Dr. Richard A. Warshak has accumulated great honor in his field of expertise as a clinical, research and consulting psychologist in private practice and as a clinical professor at the University of Texas Southwestern Medical Center.
In his book, "Divorce Poison," Dr. Warshak describes the alienating process in great detail. For those of us who still have contact with our kids, this information is indispensible. The book describes the various degrees of Parental Alienation from the occasional "badmouthing" that nearly every parent--divorced, separated, married or never married--engages in. Yes, we are all guilty of saying something bad about our partner, either directly to the children or within earshot.
Dr. Warshak describes the difference between the occasional peccadillo and the consistent campaign of "bashing." A parent who engages in continuous badmouthing of the other parent is doing far more harm than he or she realizes. Each time that the parent says some denigrating thing about the child, they are critisizing the child themselves.
The worst behavior is "brainwashing." A parent who continously bashes and successfully solicits the child to engage in the bashing is a parent who brainwashes. Children who suffer from the most severe forms of alienation can be said to be suffering from Parental Alienation Syndrome. The child does not stand a chance and the consequences are, not only the loss of a loving parent, but lifelong problems with personal relationships.
With detail and practical advice to counter the destructive effects of Parental Alienation, Dr. Warshak takes the reader through a self-reflective excercise with his examples. He describes what goes on in the mind of the child and the alienating parent, what environmental elements are necessary for alienation to work, and how the child's perception of reality can be completely corrupted by a determined and angry ex.
The best part of Dr.

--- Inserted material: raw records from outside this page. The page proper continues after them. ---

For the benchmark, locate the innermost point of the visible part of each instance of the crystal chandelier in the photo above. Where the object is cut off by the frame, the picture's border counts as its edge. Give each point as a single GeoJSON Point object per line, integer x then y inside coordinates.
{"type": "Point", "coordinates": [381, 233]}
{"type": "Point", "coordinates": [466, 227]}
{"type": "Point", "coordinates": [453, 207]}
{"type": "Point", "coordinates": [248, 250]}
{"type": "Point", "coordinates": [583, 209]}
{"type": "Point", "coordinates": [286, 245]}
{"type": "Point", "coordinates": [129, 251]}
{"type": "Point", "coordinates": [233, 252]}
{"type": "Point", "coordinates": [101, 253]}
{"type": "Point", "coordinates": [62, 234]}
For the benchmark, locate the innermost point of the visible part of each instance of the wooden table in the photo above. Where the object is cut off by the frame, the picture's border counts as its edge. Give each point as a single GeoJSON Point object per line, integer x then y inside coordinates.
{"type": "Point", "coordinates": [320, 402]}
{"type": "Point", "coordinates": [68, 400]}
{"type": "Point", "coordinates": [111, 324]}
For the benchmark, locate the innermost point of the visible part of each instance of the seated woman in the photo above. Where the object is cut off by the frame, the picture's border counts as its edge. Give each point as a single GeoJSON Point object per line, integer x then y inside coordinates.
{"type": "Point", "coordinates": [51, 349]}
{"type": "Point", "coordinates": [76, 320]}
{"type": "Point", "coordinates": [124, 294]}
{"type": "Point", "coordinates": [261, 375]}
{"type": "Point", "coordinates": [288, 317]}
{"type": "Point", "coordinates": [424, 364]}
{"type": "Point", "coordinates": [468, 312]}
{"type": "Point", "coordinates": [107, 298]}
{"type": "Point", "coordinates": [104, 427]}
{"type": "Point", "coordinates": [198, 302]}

Warshak's book is the chapter entitled, "Poison Control." These are skills that we could all use in our daily lives with each other, but they are critical to empowering an alienated child to break free from the alienating influences of the other parent while still accepting that parent. Dr. Warshak, like every therapist who understands PA well, advocates that children need both parents.
Give yourself the strength to understand and deal with Parental Alienation by reading this book. Don't just accuse the other parent. Get familiar with the tenets of this book, look at your own faults, and help your kids.